Edited by Neil Collins (Filed: 28/04/2004)


Daily Telegraph: High oil prices 'are stalling the US economy'


28 April 04


A hot new production opened in the West End yesterday. Selected critics from leading newspapers were given a sneak preview of A Tale of Two Oil Companies, and a chance to test the latest variant of that invention of the National Theatre, two interlocking plays at adjacent venues.


The first part of the show, in a meeting room in the basement of 1 St James's Square, saw Yukos, Russia's largest oil company, trying to explain away a socking $3.5billion tax charge from the Russian government. Starring Bruce Misamore, Yukos' jolly American finance director, with full interaction from the audience, it packed in more twists than Bleak House, and threatened to go on longer than War and Peace.

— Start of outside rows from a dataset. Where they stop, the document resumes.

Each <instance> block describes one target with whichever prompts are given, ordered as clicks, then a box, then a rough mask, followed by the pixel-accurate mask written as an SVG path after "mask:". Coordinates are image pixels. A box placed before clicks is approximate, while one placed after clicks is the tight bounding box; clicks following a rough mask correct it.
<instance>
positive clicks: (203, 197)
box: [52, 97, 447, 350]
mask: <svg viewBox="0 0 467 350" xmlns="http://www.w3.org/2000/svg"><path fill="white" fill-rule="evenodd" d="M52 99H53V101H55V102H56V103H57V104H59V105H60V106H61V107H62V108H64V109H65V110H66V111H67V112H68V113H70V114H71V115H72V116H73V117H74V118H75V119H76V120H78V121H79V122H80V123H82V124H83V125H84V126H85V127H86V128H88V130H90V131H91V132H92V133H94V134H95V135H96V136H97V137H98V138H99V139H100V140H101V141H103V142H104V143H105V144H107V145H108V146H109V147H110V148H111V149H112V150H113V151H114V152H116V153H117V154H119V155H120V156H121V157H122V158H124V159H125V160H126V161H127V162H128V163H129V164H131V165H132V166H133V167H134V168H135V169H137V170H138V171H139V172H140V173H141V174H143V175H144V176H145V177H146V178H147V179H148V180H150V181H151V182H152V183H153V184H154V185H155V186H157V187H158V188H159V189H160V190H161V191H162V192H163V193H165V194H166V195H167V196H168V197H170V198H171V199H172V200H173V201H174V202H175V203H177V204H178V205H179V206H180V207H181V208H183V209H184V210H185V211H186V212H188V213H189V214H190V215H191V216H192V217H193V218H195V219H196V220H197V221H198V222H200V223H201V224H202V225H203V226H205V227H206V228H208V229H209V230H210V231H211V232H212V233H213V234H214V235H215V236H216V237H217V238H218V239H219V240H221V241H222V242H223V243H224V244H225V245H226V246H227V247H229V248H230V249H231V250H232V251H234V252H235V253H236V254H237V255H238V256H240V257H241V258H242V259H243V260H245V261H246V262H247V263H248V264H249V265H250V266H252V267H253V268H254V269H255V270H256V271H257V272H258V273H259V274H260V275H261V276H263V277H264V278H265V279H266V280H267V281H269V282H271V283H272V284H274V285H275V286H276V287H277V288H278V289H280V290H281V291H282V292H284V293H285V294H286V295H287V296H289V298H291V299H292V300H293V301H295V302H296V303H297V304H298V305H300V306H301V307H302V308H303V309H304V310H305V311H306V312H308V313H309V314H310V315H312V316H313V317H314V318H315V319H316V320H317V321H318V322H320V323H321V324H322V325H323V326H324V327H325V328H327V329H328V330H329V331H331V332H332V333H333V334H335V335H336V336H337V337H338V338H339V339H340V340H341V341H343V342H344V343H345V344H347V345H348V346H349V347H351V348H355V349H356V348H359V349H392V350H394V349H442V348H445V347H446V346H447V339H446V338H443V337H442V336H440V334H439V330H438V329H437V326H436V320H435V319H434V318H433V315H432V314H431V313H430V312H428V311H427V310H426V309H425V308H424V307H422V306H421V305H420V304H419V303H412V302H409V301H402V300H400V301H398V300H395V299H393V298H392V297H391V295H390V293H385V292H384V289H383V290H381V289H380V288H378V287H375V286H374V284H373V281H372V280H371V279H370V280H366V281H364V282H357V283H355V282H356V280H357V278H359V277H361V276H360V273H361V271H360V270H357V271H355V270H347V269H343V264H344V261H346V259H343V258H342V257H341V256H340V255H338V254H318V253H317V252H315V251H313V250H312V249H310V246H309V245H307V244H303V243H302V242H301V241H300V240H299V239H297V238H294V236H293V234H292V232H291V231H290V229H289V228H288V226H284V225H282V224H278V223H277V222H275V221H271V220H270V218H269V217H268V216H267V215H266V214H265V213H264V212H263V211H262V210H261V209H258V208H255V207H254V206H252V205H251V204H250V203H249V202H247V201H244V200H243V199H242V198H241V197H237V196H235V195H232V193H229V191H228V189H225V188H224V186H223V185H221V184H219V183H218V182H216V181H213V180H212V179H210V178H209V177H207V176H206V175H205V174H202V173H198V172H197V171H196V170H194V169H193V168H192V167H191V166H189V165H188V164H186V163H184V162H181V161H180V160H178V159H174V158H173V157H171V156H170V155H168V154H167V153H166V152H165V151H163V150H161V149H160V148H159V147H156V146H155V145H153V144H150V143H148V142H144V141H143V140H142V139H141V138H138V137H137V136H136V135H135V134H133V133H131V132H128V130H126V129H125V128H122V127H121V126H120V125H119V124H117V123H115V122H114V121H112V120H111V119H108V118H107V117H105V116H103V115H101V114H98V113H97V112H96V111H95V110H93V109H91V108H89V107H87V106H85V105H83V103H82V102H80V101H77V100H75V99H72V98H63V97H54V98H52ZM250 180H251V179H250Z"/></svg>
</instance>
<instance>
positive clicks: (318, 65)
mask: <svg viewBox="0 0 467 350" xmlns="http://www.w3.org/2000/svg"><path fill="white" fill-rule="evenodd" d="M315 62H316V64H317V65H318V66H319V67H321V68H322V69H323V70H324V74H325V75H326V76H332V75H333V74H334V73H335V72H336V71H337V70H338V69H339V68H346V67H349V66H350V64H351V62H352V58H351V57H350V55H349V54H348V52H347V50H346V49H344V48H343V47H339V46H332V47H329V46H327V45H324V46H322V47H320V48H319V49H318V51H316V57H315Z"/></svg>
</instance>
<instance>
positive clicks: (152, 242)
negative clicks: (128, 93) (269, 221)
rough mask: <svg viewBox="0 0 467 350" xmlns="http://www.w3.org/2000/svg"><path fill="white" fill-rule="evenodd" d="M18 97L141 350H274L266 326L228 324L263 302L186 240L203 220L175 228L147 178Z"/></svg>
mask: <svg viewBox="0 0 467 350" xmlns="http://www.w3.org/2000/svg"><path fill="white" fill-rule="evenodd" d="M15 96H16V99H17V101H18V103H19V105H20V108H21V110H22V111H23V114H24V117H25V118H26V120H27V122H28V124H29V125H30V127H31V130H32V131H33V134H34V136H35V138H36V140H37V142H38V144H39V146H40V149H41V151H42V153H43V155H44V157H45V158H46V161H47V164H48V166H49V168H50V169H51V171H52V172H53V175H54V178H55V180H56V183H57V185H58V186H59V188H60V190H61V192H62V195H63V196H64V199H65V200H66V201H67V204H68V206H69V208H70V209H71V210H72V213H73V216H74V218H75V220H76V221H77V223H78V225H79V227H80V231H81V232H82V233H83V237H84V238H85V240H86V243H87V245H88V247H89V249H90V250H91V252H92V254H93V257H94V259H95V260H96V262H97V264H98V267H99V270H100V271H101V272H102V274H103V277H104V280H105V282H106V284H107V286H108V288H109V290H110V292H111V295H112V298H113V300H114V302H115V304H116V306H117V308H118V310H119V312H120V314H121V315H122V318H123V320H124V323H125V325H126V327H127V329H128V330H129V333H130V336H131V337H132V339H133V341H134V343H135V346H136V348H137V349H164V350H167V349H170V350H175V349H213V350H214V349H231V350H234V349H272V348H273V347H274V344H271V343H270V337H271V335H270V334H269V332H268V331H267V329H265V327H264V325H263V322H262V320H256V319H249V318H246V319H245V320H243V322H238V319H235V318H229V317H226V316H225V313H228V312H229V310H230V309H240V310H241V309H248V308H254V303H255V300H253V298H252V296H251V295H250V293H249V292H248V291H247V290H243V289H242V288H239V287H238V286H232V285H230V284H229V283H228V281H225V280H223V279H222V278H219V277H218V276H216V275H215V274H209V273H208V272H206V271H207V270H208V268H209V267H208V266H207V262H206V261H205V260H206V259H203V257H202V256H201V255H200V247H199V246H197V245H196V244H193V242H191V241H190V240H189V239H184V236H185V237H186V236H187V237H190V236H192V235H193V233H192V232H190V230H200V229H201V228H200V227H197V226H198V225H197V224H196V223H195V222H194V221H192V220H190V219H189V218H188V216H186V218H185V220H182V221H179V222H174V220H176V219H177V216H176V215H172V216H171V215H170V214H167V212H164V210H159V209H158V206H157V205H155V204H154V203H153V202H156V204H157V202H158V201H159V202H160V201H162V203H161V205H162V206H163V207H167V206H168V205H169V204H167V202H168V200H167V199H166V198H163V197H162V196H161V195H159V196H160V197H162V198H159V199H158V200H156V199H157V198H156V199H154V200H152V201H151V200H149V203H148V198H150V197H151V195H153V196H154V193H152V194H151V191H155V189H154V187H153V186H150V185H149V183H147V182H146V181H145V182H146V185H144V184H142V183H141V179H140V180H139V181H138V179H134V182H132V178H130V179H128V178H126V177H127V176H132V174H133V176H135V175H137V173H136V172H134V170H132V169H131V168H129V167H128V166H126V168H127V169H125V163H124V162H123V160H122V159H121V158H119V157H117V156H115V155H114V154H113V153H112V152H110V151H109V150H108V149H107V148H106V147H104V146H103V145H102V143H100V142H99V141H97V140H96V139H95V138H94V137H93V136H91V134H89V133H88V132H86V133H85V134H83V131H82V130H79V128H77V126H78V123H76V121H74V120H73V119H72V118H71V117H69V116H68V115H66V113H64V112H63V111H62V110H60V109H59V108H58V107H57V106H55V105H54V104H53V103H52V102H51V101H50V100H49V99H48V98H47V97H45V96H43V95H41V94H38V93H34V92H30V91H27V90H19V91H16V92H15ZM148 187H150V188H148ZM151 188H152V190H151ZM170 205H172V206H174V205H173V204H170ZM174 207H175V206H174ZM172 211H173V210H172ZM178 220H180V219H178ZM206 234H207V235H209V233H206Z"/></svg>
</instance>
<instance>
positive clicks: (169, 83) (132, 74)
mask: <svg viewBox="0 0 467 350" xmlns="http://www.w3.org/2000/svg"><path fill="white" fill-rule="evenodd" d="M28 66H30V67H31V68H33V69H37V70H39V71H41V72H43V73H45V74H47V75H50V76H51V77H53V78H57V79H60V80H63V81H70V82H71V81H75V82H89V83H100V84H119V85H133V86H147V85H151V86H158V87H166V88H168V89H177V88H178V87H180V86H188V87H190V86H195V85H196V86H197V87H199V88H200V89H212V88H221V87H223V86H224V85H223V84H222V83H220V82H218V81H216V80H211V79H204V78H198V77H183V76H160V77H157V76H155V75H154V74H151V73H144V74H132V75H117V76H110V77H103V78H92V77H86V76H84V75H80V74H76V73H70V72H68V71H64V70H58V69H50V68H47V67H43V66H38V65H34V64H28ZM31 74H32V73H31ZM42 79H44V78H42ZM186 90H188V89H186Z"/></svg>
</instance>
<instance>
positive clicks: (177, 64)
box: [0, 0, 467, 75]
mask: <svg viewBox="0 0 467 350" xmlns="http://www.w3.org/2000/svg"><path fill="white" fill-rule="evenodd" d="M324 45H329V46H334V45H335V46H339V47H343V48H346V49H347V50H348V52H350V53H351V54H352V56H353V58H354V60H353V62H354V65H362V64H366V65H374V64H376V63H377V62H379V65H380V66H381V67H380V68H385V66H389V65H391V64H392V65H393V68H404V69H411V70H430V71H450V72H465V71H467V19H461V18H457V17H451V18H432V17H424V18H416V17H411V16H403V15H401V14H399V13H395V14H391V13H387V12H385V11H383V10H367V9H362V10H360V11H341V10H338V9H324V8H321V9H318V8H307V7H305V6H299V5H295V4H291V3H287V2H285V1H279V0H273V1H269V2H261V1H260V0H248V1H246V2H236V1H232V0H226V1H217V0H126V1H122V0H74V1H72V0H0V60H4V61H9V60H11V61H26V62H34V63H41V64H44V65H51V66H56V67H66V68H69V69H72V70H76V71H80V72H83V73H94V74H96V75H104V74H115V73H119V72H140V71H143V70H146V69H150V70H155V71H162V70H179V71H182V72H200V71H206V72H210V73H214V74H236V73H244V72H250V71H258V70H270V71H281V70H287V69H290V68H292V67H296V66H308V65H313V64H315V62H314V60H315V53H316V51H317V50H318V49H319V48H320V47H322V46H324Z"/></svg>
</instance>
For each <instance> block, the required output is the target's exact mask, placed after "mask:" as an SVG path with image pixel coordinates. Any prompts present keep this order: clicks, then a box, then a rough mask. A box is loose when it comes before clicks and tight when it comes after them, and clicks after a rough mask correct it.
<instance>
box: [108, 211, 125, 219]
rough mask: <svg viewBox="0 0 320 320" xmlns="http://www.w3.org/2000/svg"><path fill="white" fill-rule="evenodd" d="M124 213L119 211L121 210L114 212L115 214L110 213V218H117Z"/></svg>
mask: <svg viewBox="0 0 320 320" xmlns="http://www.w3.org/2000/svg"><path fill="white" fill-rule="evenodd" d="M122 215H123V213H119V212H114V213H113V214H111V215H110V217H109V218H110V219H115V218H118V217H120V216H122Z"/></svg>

Mr Misalot regaled the audience with tales of how the tax charge referred to 17 separate companies, based in special low tax zones in Russia, with which it traded but did not own. After an hour (and no interval) the plot thickened, with the admission that the company had bought three of the 17 at the end of 2000, the year of the tax liability.


Eventually, Yukos essentially admitted that it was getting more than the market rate all along for the oil it sold. It would be a shame to reveal the show's ending, but there's a fine warning from Mr Misamore to Western companies about the pitfals of investing in Russia.


For the second half of the performance, the audience shifted across the square to the altogether more agreeable HQ of BP. Starring Lord Browne of Madingley (who else?) with full supporting cast, delicious props and the cool surroundings of the custom-built interior (custom-built for Ericsson, but never mind) it took a great effort from the players to avoid looking smug.


The plot (record first-quarter profits, more cash for shareholders, plans for a $4billion float) was comfortingly familiar, especially after that one from the shower that is Shell. BP's own Russian tax tale is altogether more benign.


It is insulated from past tax problems at its new Russian TNK subsidiary, thanks to contracts signed when the deal was done.


In the great Wild East that is today's Russia, it's impossible to be sure of anything, but oil companies have no choice but to go where the oil is, and as Lord Browne once memorably remarked: We had to decide between Russia and Nigeria, so which would you choose? It was a line to bring the house down.